Page 13 of Ruthless Reign

Slowly, I feel his weight move off me, but I keep my eyes closed expecting the blow.

When nothing comes, I finally open my eyes slowly in confusion, finding his, as he stands above me with folded arms.

"Get up," he demands, but just as I go to refuse, he turns and starts walking away. No—not away. Towards the thick of the woods… the direction I was running to escape.

I push myself to my feet, bewildered. But instead of pestering him with questions, my body moves on its own.

There's silence between us as he walks further along, until we're about thirty feet from where we fell. He turns to look at me wordlessly, and just as I open my mouth to speak, there's a flood of feeling—like I've been electrocuted.

I'm dazed for a moment, trying to figure out what just happened and if I'm physically okay, but then I feel her.

Mira.

"Is it really you?!"I yell, hearing a soft whimper in reply, confirming it.

My eyes snap up, feeling a touch of anger, but mainly… defeat. Thirty feet—that's how close I was to freedom. I was nearly there, out of the magic forcefield.

But then it quickly dawns on me that I should be able to mind link for help now. Cade must see it on my face too, his arms folding as he smirks—but he makes no attempt to stop me.

And then I realize why.

That damn scent comes back, but it's so much stronger this time. It actually feels like it's overwhelming me—and then it happens.

Click.

This time, it actuallydoesfeel like there's electricity coursing through my body. I stumble back with wide eyes, shaking my head in disbelief.

No… no… no. Why does this keep happening to me?!

Cade steps forward, amusement on his face. There's not an ounce of shock or surprise as he parts his lips, eyes locked with mine.

"Mate."

Chapter Six

Lex

There's a crisp chill to the wind as we stand on the edge of Daxton's town, waiting for the arrival of Wyatt and his pack.

I'm appreciative at how quickly they moved into action, immediately leaving their town and making the trip to Shadow Creek. There's no time to waste, and the longer we wait, the more anxious I feel. It's equal to a thousand knives slicing through my gut, but instead of letting the pain bring me to my knees, I'm gathering it up. I'm going to channel my rage and unleash it to a worthy recipient—the bastards who took Nyx.

When Daxton received notification from his wolves that Wyatt had crossed the border, we all immediately sprang into action. Maverick is standing on the other side of Daxton, and truthfully, I'm happy for the distance and body between us. If we don't get our hands on Nyx's capturers, I know what my second option will be for my anger.

I don't care about his sob story that his people gave us. At the end of the day, he made his decision to push her aside. I gave them both leeway to indulge in their fated needs but look where we ended up.

All of this could have been avoided if we had been smart. If Maverick had stopped being an asshole for one second, things would have been clearer.

Whoever took Nyx not only had motive, but we gave them the opportunity. They found our weakness and capitalized on it.
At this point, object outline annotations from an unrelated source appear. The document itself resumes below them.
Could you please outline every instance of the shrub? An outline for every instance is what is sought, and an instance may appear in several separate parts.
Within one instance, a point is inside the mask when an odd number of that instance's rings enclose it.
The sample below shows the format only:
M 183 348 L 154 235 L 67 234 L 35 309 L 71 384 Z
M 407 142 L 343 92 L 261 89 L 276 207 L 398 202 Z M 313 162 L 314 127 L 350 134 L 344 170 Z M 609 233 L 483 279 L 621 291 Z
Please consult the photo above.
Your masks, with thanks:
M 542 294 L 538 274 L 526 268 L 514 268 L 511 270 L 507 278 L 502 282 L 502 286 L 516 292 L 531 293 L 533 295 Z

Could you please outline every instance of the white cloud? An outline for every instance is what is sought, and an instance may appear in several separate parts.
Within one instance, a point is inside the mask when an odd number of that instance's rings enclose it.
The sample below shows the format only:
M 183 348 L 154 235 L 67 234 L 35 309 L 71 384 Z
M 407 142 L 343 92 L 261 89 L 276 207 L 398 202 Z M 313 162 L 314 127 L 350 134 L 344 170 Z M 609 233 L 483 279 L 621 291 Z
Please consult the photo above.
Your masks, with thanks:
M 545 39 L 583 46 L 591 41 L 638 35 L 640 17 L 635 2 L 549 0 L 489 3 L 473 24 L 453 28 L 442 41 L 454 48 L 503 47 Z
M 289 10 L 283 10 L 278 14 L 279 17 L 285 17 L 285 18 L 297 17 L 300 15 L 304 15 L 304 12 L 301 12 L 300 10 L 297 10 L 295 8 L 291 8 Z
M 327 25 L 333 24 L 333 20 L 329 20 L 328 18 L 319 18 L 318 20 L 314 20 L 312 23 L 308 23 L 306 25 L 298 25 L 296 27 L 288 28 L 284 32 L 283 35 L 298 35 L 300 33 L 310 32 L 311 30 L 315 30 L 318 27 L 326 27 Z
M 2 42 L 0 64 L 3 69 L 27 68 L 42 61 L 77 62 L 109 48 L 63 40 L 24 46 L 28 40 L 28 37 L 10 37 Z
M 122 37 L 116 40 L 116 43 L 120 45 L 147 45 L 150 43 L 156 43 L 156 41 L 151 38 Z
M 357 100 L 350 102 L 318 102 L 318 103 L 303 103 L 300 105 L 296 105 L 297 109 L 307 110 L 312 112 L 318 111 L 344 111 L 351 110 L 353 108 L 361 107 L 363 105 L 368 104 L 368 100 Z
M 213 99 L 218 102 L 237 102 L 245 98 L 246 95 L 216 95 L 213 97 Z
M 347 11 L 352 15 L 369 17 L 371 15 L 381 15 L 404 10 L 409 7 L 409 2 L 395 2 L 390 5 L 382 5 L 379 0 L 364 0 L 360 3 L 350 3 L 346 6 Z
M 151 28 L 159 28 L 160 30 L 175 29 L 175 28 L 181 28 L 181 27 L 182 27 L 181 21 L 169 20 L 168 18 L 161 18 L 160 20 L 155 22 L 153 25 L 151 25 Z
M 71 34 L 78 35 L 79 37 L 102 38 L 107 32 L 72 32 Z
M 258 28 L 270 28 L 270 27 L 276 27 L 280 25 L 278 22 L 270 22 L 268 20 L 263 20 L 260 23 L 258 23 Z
I blame myself as much as I blame Maverick. But I didn't shove her away when she needed someone. If anything, I tried to give her freedom, so that she wouldn't feel suffocated. Things were already complicated enough without her feeling the pressure of being locked up. The whole dual mate situation spiraled out of control. She's so young—not used to this lifestyle. As much as we needed to move things along, which is why we had scheduled her Luna initiation, I wanted her to know that she still had control too.

It's important that she knew that she could still be herself—not just a mate or Luna. And I let her down.
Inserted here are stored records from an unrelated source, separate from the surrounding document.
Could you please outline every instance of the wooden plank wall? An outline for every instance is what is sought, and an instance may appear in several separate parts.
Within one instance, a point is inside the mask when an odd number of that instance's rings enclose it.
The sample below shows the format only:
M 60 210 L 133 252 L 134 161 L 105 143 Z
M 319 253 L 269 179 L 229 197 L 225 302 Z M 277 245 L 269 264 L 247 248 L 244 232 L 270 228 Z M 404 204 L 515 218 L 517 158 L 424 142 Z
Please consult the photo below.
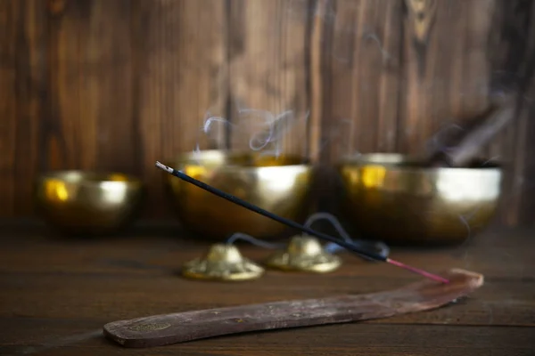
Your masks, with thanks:
M 532 223 L 534 16 L 525 0 L 0 0 L 0 217 L 30 215 L 36 175 L 66 168 L 139 175 L 167 217 L 155 160 L 259 149 L 276 117 L 265 149 L 324 165 L 416 152 L 514 88 L 519 118 L 486 153 L 511 166 L 503 221 Z

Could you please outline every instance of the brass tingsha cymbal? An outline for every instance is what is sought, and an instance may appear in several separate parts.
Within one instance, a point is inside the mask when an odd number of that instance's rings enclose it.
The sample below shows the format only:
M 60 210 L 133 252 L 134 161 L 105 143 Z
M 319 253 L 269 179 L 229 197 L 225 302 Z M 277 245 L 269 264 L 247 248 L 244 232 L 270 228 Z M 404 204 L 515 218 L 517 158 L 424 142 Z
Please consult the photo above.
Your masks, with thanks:
M 204 257 L 186 263 L 182 269 L 182 275 L 189 279 L 221 281 L 256 279 L 263 273 L 262 267 L 230 244 L 212 245 Z
M 294 236 L 286 250 L 272 255 L 266 265 L 283 271 L 326 273 L 339 268 L 342 259 L 326 252 L 313 237 Z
It was the lapse in judgment that haunts me. And I'll do everything in my power to rectify it once she's safely back with me.

But I can't dwell on what's potentially happening right now. We knew from word of mouth that packs were getting desperate—but Nyx is strong. I know she'll fight back… just hopefully it's not consequential.

I also can't allow myself to let my thoughts drift to what I should have been doing right now as the full moon hangs overhead.